Adding new features to Workhorse

GitLab Workhorse is a smart reverse proxy for GitLab. It handles long HTTP requests, such as:

  • File downloads.
  • File uploads.
  • Git pushes and pulls.
  • Git archive downloads.

Workhorse itself is not a feature, but several features in GitLab would not work efficiently without Workhorse.

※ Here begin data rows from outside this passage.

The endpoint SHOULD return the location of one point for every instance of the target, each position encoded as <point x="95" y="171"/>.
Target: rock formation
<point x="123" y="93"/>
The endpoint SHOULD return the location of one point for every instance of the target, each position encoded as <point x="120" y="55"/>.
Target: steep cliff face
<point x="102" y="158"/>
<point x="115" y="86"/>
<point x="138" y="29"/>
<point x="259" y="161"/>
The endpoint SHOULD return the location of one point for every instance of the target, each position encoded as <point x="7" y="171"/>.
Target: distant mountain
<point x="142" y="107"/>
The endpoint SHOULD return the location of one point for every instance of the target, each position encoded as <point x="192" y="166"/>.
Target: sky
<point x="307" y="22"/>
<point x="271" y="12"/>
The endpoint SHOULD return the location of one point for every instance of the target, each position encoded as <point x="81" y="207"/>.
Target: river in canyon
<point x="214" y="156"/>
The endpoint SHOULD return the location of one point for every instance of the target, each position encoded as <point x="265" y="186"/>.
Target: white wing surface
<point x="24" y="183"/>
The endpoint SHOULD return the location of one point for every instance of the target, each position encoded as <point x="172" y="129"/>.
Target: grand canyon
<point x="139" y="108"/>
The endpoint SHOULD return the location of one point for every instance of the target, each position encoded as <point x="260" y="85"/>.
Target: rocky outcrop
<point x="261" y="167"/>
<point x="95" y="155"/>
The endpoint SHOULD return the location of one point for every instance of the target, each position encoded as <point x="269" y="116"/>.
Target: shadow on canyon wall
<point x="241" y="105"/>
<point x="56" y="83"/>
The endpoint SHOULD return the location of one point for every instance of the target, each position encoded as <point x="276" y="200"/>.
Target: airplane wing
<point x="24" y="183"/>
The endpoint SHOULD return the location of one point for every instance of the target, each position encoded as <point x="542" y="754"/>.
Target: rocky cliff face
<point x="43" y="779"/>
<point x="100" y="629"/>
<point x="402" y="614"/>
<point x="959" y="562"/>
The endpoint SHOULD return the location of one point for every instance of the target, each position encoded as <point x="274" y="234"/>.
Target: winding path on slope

At a first glance, Workhorse appears to be just a pipeline for processing HTTP streams to reduce the amount of logic in your Ruby on Rails controller. However, don’t treat it that way. Engineers trying to offload a feature to Workhorse often find it takes more work than originally anticipated:

  • It’s a new programming language, and only a few engineers at GitLab are Go developers.
  • Workhorse has demanding requirements:
    • It’s stateless.
    • Memory and disk usage must be kept under tight control.
    • The request should not be slowed down in the process.

Avoid adding new features

We suggest adding new features only if absolutely necessary and no other options exist. Splitting a feature between the Rails codebase and Workhorse is a deliberate choice to introduce technical debt. It adds complexity to the system, and coupling between the two components:

  • Building features using Workhorse has a considerable complexity cost, so you should prefer designs based on Rails requests and Sidekiq jobs.
  • Even when using Rails-and-Sidekiq is more work than using Rails-and-Workhorse, Rails-and-Sidekiq is easier to maintain in the long term. Workhorse is unique to GitLab, while Rails-and-Sidekiq is an industry standard.
  • For global behaviors around web requests, consider using a Rack middleware instead of Workhorse.
  • Generally speaking, use Rails-and-Workhorse only if the HTTP client expects behavior reasonable to implement in Rails, like long requests.

What are long requests?

One order of magnitude exists between Workhorse and Puma RAM usage. Having a connection open for longer than milliseconds is problematic due to the amount of RAM it monopolizes after it reaches the Ruby on Rails controller. We’ve identified two classes of long requests: data transfers and HTTP long polling. Some examples:

  • git push.
  • git pull.
  • Uploading or downloading an artifact.
  • A CI runner waiting for a new job.

With the rise of cloud-native installations, Workhorse’s feature set was extended to add object storage direct-upload. This change removed the need for the shared Network File System (NFS) drives.

If you still think we should add a new feature to Workhorse, open an issue for the Workhorse maintainers and explain:

  1. What you want to implement.
  2. Why it can’t be implemented in our Ruby codebase.

The Workhorse maintainers can help you assess the situation.